BOOK JUST READ: THE MINISTRY OF TIME ; Kaliane Bradley

Billed as “speculative fiction”, it is perhaps more cheering to think of this novel, as 50% sci-fi thriller, and 50% romcom. Ok, I don’t normally read romcom—it’s trite and formulaic— but this is sort of along the lines of ‘The Time Traveller’s Wife’ which was devourable, crossed with the ‘Hunger Games’. It does bog down a bit in the early stages and towards the middle, but the author has an extensive vocabulary and I enjoyed her occasional turns of philosophical phrase, even though the prose to describe the midway action is inelegant and undescriptive and at times, ranty. The smut action ramps up refreshingly about two thirds of the way through, and the end is stark and unpredictable.

‘The Ministry of Time’ feels a bit clunky plotwise, but is chiefly a love story between a disaffected civil servant working in a near-future London, and Commander Graham Gore, first lieutenant of Sir John Franklin’s ill-fated expedition to the Arctic. Gore, last seen grimly walking across the ice in 1847, has been retrieved from the jaws of death by a 21st-century government hellbent on testing the limits of time travel.

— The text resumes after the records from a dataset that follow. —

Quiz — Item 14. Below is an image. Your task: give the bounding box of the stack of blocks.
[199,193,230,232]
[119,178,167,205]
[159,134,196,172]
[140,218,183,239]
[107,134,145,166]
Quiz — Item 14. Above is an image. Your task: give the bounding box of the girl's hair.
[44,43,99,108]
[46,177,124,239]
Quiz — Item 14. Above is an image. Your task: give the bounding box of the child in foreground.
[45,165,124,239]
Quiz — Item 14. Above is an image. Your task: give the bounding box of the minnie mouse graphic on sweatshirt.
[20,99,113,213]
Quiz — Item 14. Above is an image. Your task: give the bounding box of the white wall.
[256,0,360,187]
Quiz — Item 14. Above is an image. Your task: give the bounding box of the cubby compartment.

The Ministry has come by a portal from the future and is experimenting by going back through time and kidnapping people who are recorded as having died early in historical records. However, the sci-fi blasters and blue lights are minimal intrusions on the action.

Each ‘expat’, as they are called, has been assigned a “bridge”: part companion, part zookeeper, part researcher. The bridges share their homes, their lives – and perhaps more – but must file complete reports on every aspect of their new “friend” to an increasingly sinister HQ. The narrator, who never reveals her name, is Gore’s bridge. I find her hints of sexual attraction to him rather too vague seeing she’s telling us so much else.

Ursula K Le Guin wrote that the job of sci-fi was “to extrapolate imaginatively from current trends and events to a near-future that’s half prediction, half satire”. It is impossible to read The Ministry of Time and not feel that we are, in fact, mere years from “nose-bleeder” heatwaves, microchipped refugees and a government at war with itself.